This is an updated blog post of the original vCloud Director 10: NSX-T Integration to include all VMware Cloud Director 10.1 related updates.
VMware Cloud Director relies on NSX network virtualization platform to provide on-demand creation and management of networks and networking services. NSX for vSphere has been supported for long time and vCloud Director allows most of its feature to be used by its tenants. However as VMware slowly shifts away from NSX for vSphere and pushes forward modern, fully rewritten NSX-T networking platform, I want to focus in this article on its integration with vCloud Director.

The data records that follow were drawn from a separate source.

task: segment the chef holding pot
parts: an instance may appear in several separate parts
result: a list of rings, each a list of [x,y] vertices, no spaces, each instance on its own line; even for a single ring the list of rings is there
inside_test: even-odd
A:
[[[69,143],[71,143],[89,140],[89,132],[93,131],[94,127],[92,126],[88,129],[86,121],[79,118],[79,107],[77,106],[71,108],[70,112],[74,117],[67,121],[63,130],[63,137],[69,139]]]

Let me start with highlighting that NSX-T is evolving very quickly. It means each release (now at version 3.0) adds major new functionality. Contrast that with NSX-V which is essentially feature complete in a sense that no major functionality change is happening there. The fast pace of NSX-T development is a challenge for any cloud management platforms as they have to play the catch up game.
The first release of vCloud Director that supported NSX-T was 9.5. It supported only NSX-T version 2.3 and the integration was very basic. All vCloud Director could do was to import NSX-T overlay logical segments (virtual networks) created manually by system administrator. These networks were imported into a specific tenant Org VDC as Org VDC networks.
The next version of vCloud Director – 9.7 supported only NSX-T 2.4 and from the feature perspective not much had changed. You could still only import networks. Under the hood the integration however used completely new set of NSX-T policy based APIs and there were some minor UI improvements in registering NSX-T Manager.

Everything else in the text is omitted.